Pada malam terakhirku, aku duduk sendirian di bangku tepi laut di Taman Weihai. Sebuah patung besar yang dibingkai dalam sebuah lukisan berdiri diam di tengah malam, membingkai garis samar Pulau Liugong di tepi seberang dan lampu-lampunya yang berkelap-kelip, bagai lukisan tinta modern yang mengalir, tergantung di antara laut dan langit. Dalam kegelapan, ombak menghantam tanggul dengan suara yang dalam dan konstan, denyut gempa bumi dahsyat yang konstan. Deru ombak yang menjulang tinggi bak puncak gunung di siang hari, keremangan Pulau Liugong, kemegahan Gunung Maotou, kelembutan Yandunjiao, aroma yang tercium dari pasar malam... semua menyatu dalam malam yang tak berbatas dan deru ombak.

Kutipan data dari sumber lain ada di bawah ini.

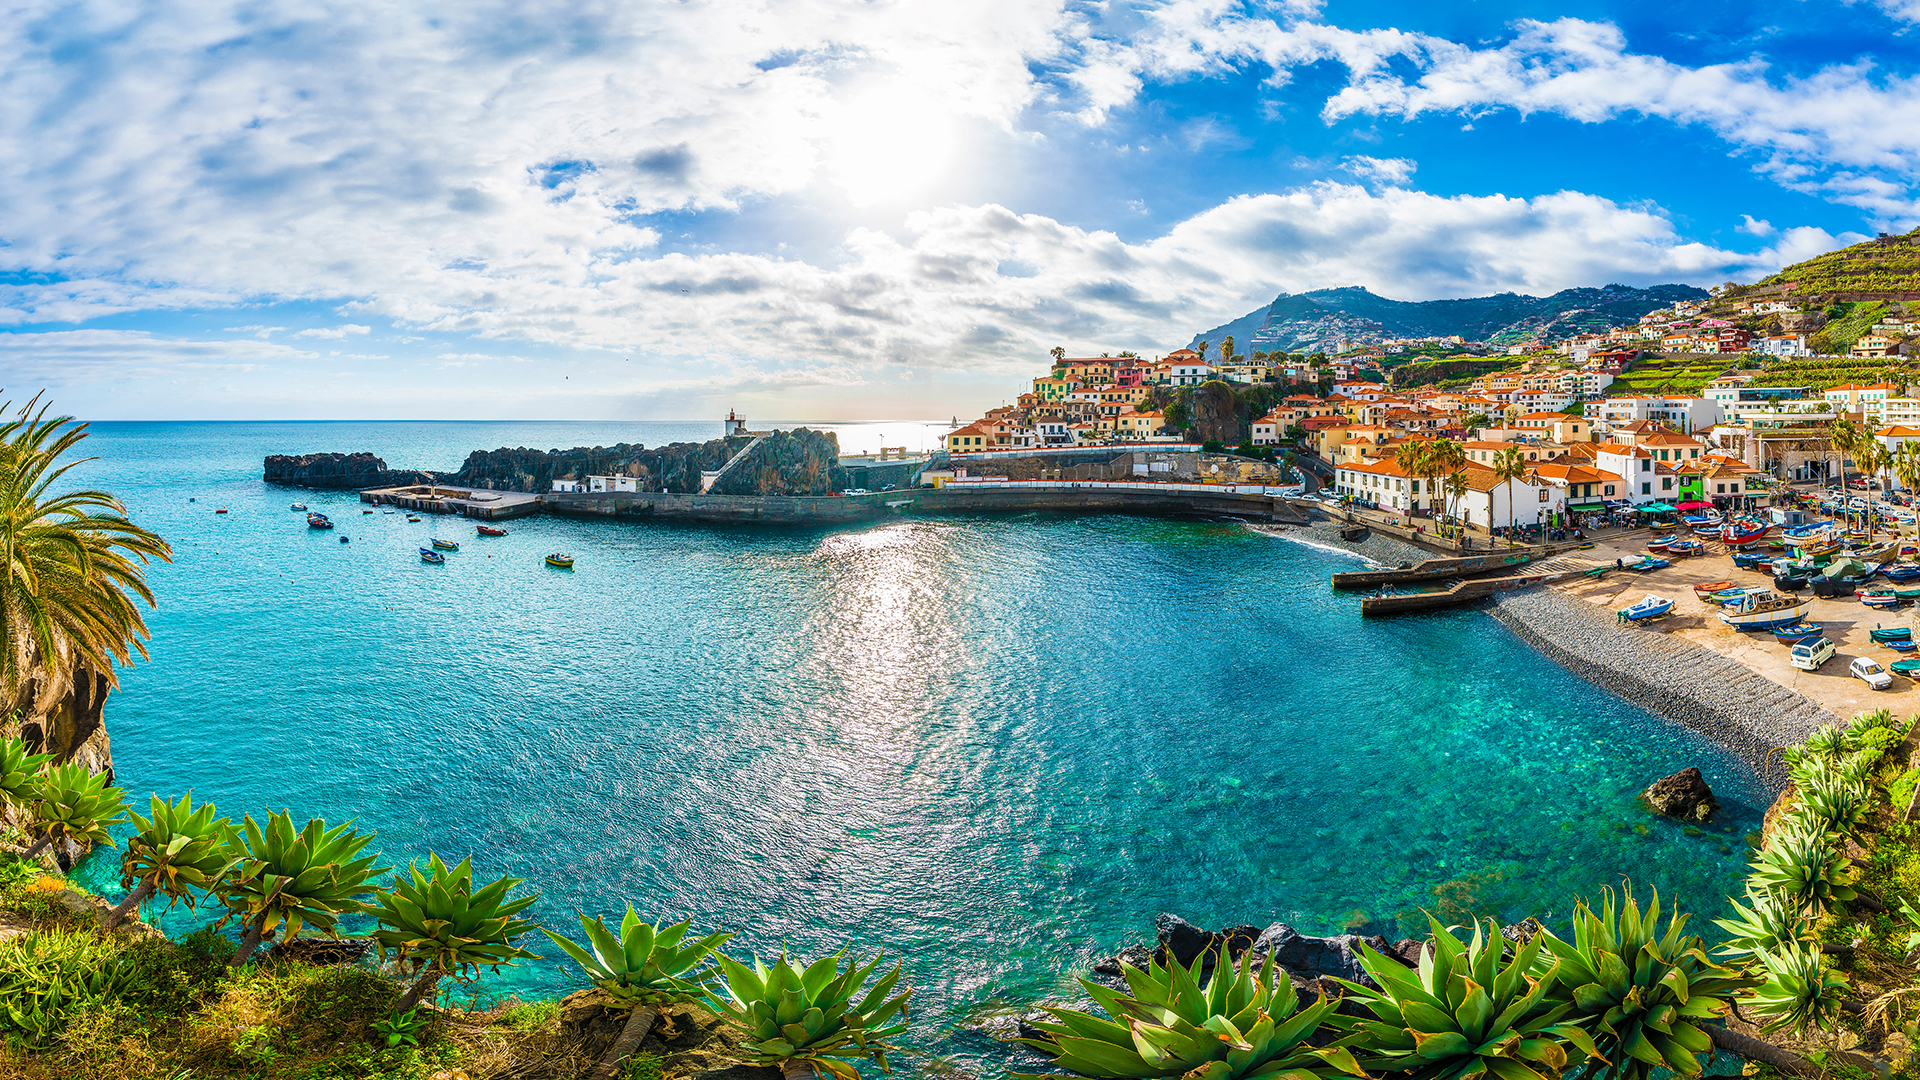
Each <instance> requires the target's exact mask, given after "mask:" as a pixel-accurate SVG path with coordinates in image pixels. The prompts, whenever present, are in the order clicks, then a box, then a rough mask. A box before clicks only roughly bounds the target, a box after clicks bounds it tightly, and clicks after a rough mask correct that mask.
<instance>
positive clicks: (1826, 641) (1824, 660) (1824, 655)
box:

Weihai, kota yang mempertemukan daratan dan lautan, menyingkapkan romansanya bukan dalam seni kerajinan yang indah, melainkan dalam keaslian yang murni dan murni, terjalin dengan kekasaran dan kelembutan. Keberanian mereka yang menerjang ombak dari tebing, desiran angin laut di atap rumput laut berusia seabad, manisnya hidangan laut kukus yang lezat, dan manisnya buah ara yang retak. Kota ini memungkinkan Anda berdiri di tepi benua, merasakan hembusan napas samudra yang tak terbatas. Di tengah beban sejarah dan keagungan alam, Anda menemukan keyakinan akan landasan, hati yang terukir di birunya laut. Melampaui angin laut yang asin dan aroma manis buah ara, bagasi keberangkatan Anda dipenuhi gema abadi ombak yang terukir di karang—sebuah rekonsiliasi luar biasa yang dicapai dalam pergulatan antara daratan dan lautan.